Siamo tra gli ultimi Paesi in Europa per spesa pubblica nell’istruzione, 4,2% del pil a fronte di una media Ue del 5,3%. Il nostro tasso di giovani che abbandonano prematuramente gli studi, 17,6%, è, invece, tra i più alti d’Europa in cui il tasso medio è del 12,8%. Siamo ancora deboli anche nell’istruzione superiore: il 21,7% dei 30-34enni ha conseguito un titolo di studio universitario (o equivalente). Nonostante un incremento di 6 punti percentuali nel periodo 2004-2012, la quota è ancora molto contenuta rispetto all’obiettivo del 40% fissato da Europa 2020. D’altronde continuano a diminuire le immatricolazioni: 68.000 iscritti in meno nell’anno accademico 2013-2014 rispetto a dieci anni fa.

«Viviamo un tempo di transizione e incertezza – commenta Roberto Grossi, Presidente di Federculture –, ma l’Italia ha potenzialità enormi e risorse sulle quali fare perno per rilanciarsi. Dobbiamo smettere di rincorrere le emergenze e ripartire da un’idea di Paese in cui la cultura torni ad essere una guida fondamentale del progresso. Abbiamo bisogno di tornare all’economia reale. La cultura ha un ruolo determinante anche per la ricchezza economica e l’occupazione. Sul lavoro in particolare ben vengano i provvedimenti del governo per l’occupazione giovanile nella cultura, ma occorre fare molto di più e voglio lanciare una sfida: sono convinto che se affidassimo a imprese e associazioni giovanili, con obiettivi e regole chiare, i tanti musei e luoghi della cultura dello Stato e degli Enti locali praticamente chiusi e incentivassimo start up nel campo dell’industria culturale e creativa in due anni potremmo abbattere del 5% l’altissimo livello di disoccupazione giovanile.
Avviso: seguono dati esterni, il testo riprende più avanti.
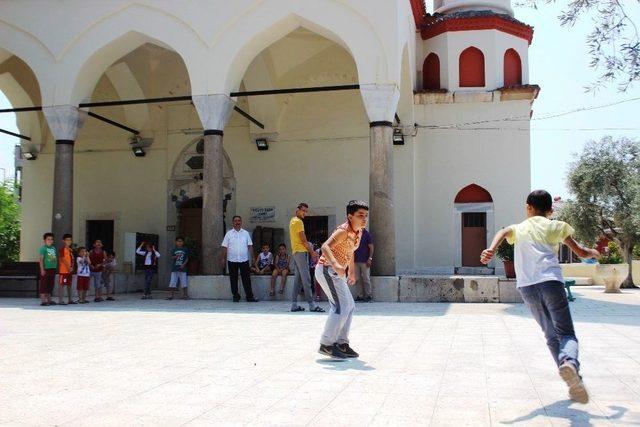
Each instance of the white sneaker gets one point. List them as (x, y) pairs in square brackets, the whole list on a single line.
[(577, 390)]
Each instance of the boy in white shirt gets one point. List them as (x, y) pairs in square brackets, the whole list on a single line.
[(540, 282)]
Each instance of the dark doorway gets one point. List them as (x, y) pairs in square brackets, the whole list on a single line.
[(100, 229), (474, 238), (316, 228)]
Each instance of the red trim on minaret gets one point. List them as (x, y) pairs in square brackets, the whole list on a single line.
[(429, 30), (419, 12)]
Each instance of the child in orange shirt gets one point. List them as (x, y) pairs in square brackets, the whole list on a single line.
[(65, 270)]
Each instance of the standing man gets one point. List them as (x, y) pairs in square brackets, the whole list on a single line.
[(301, 250), (237, 250), (363, 258)]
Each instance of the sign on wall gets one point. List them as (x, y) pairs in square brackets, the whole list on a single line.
[(263, 214)]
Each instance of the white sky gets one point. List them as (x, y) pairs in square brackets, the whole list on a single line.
[(559, 63)]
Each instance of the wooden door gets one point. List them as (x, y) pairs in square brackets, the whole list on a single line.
[(474, 238)]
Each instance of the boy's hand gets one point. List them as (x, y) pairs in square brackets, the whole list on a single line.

Il vero dramma – conclude Grossi –  il problema principale per il futuro è l’assenza di una visione nella quale costruire un orizzonte nuovo. Su questo, invece, occorre concentrare ogni sforzo anche a livello europeo per ridare un senso e un nuovo vigore al grande progetto unitario. Il periodo di crisi che ha stravolto molti settori può aprire una fase nuova di “distruzione creatrice”. Cioè avviare un processo di rinnovamento profondo in grado di aprire un nuovo ciclo di sviluppo, che solo grazie alla cultura può portare benefici duraturi in tutti i campi della società. Economia e occupazione insieme a democrazia, diritti umani, benessere. Questa è la strada del progresso che la storia, di là di ogni studio, ci dimostra».